An account entitled “Brighton Camps” stated “ There were several camps. The first formed August 13,1793. At three o’clock on the morning previous, the troops composing this camp struck their tents on Ashdown Forest, and from thence, at five o’clock, marched forwards, reaching Chailey Common at halp past eleven,and tents were pitched for the night.The following morning at four they were again on the march, and at noon arrived on the hills around Brighton.The artificers and the heavy baggage came by way of Lewes;but the route of the army in general, consisting of 7,000 men, was over the South Downs, the Prince of Wales meeting them as they came over the hill.By two o’clock the camp was formed, close to the town, in Belle Vue Field, now known as Regency Square, and it stretched in a direct line along the coast.This encampment, which was increased to 10,000 troops, was composed of regulars and militia, and continued till the 28th of October, on account of some apprehension of an invasion by the new Republic of France”.
Another account about Camp Hill in Ashdown Forest states that it derives its name from a huge army encampment that was set up there during the Napoleonic wars in 1793 when a detachment of twelve regiments were stationed there. A series of mounds, north of Camp Hill is all that is left of this camp. There is a map of 1793 showing twelve regiments lined up in camp on the heathland”.

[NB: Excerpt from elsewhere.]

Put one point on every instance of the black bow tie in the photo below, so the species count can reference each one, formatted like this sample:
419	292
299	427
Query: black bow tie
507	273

From the’History of the Berkshire Militia’ it is recorded that on July 8,1793 The Berkshire Militia were encamped at Waterdown Forest near Tunbridge Wells and that they marched on to Ashdown Forest at 2 o’clock and marched again on another day from Ashdowmn at 9 o’clock am.

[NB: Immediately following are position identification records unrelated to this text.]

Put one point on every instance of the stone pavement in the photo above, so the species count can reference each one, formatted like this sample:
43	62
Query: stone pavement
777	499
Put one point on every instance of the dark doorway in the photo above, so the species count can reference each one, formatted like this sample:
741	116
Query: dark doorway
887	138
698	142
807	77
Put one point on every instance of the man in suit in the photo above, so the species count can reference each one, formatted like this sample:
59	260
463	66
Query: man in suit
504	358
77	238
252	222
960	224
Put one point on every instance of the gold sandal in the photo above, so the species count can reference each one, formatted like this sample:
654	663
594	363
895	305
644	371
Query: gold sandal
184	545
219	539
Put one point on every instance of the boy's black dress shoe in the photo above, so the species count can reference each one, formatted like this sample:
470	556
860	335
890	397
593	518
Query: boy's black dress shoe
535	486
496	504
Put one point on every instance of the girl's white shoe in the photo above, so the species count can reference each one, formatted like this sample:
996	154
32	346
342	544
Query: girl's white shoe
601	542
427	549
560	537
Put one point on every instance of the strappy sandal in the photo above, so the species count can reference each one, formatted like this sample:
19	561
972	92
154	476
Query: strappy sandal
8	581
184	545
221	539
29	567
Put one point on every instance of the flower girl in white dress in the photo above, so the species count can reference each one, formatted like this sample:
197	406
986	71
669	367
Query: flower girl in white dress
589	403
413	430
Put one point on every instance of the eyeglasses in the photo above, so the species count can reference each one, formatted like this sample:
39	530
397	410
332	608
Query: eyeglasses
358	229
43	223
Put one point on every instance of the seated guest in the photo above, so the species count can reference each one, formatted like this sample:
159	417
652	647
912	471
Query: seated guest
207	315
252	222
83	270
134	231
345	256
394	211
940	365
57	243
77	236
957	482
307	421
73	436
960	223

From all of the above I have made a few observations, given below;
1) The painting of the Waterdown emcamp, clearly shows ,by the absence of trees, brush etc .at or in the vicinity of the camp that the camp was in regular use. This is supported by the soldiers 1793 letters which make no mention of any site clearing being undertaken upon their arrival at any of the camps referred to.
2) The archives suggest that camps had been in existence in the area from about 1757 onwards. How long the camps at Waterdown and Ashdown Forest were is use is not known but since hostilities ended in 1815 that date might suggest when the use of the two encampments ended. There is a plan of an encampment at Ashdown Forest in 1793 and 1799 in an area known locally as “Camp Hill”.
3) The encampments at Waterdown and Ashdown were but two in a large network of camps and the soldiers account and others show that the men were moved from camp to camp on a regular basis. The soldiers account of 1793 makes no mention of what military units they replaced upon their arrival at the encampment nor what military units replaced them, which suggests that the encampments were not in uninterrupted usage. It would be expected however that as each military unit left their encampment that sometime soon after a new military unit arrived there.
4) The article by Ann Bates shows that the men of the camp had personal relations with non- camp residents and the soldiers 1793 letters show that he and obviously other men of the camp did visit the town of Tunbridge Wells for non- military purposes.
5) That the two camps were of about the same size, accommodating something in the order of 7,000 troops.
6) That the two camps of Waterdown and Ashdown were within a day’s march from one another.